CyberWarfare / ExoWarfare

New machine learning algorithm breaks text CAPTCHAs easier than ever

Algorithm tested against the text CAPTCHA systems used on 33 popular websites.

Academics from UK and China have developed a new machine learning algorithm that can break text-based CAPTCHA systems with less effort, faster, and with higher accuracy than all previous methods.

This new algorithm -developed by scientists from Lancaster University (UK), Northwest University (China), and Peking University (China)- is based on the concept of GAN, which stands for “Generative Adversarial Network.”

GANs are a special class of artificial intelligence algorithms that are useful in scenarios where the algorithm doesn’t have access to large quantities of training data.

Classing machine learning algorithms usually require millions of data points to train the algorithm in performing a task with the desired degree of accuracy.

A GAN algorithm has the advantage that it can work with a much smaller batch of initial data points. This is because a GAN uses a so-called “generative” component to produce lookalike data. These “generated” data points are then fed to a “solver” algorithm that tries to guess the output.

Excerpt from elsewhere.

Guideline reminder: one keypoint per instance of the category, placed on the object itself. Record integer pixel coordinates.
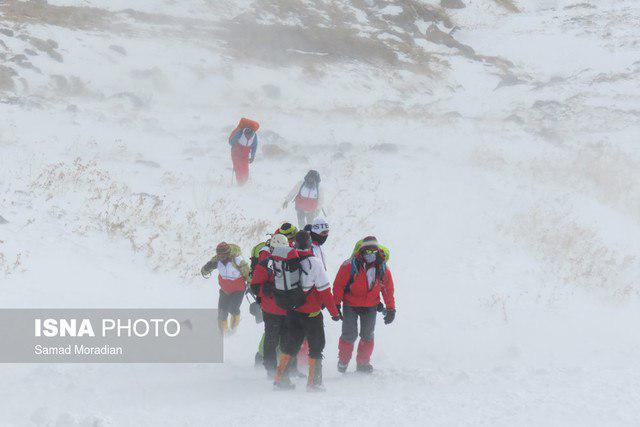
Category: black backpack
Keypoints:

As these two GAN components are pitched against each other, the solver gets better, as if it would have been trained with millions of data points.

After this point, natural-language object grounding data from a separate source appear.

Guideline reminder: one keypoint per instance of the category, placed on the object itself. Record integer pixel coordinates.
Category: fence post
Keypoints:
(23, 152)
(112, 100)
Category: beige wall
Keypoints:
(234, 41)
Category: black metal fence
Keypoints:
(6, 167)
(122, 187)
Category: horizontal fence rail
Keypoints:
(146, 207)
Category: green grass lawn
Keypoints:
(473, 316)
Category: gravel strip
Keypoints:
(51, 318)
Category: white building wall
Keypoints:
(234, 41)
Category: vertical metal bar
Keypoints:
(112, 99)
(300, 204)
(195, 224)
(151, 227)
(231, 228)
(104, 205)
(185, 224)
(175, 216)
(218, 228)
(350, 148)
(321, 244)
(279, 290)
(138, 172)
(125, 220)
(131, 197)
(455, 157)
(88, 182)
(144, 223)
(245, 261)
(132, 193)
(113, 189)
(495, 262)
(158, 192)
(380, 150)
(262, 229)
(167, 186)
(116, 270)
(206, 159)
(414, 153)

UK and Chinese academics applied this very same concept to breaking text CAPTCHAs, which, in the vast majority of previous research studies, have only been tested with classic machine learning algorithms trained with large quantities of initial data points.

Researchers argued that in a real-world scenario, an attacker wouldn’t be able to generate millions of CAPTCHAs on a live website or API without being detected and banned.

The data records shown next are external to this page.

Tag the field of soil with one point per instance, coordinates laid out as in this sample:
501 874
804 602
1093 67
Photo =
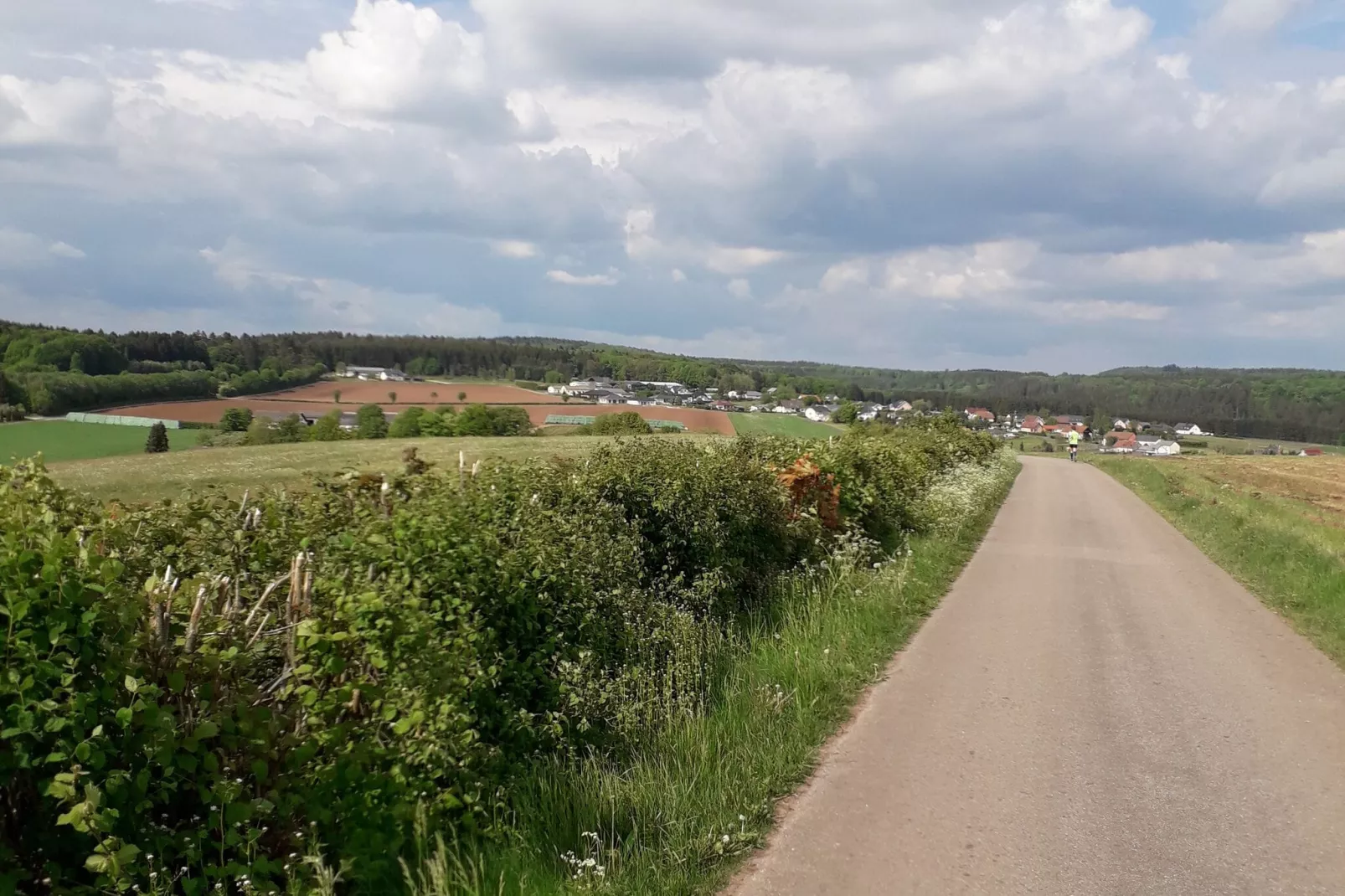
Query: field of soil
1316 481
280 404
693 419
365 392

That’s why, for their research, they used only 500 text CAPTCHAs from each of 11 text CAPTCHA services found used on 32 of the Top 50 Alexa websites.

“It takes up to 2 hours (less than 30 minutes for most of the scheme) to collect 500 captchas and less than 2 hours to label them by one user,” said researchers. “This means that the effort and cost for launching our attack on a particular captcha scheme is low.”

The list of training data, listed in the table below, included text CAPTCHAs from sites like Wikipedia, Microsoft, eBay, Baidu, Google, Alipay, JD, Qihoo360, Sina, Weibo, and Sohu.

Once they’ve collected and trained their GAN solvers by generating up to 200,000 “synthetic” CAPTCHAs, researchers tested their algorithms against other text CAPTCHAs systems used across the Internet, and which had been previously tested by other researchers in prior academic works.



“Table 4 [see below] compares our fine-tuned solver to previous attacks,” researchers said. “In this experiment, our approach outperforms all comparative schemes by delivering a significantly higher success rate.”

Researchers said their method was able to solve text CAPTCHAs with a 100 percent accuracy rate on sites like Megaupload, Blizzard, and Authorize.NET. In addition, their method also achieved better accuracy on absolutely all other CAPTCHA systems used on the other 30 sites they tested -which included the likes of Amazon, Digg, Slashdot, PayPal, Yahoo, and QQ, just to name a few.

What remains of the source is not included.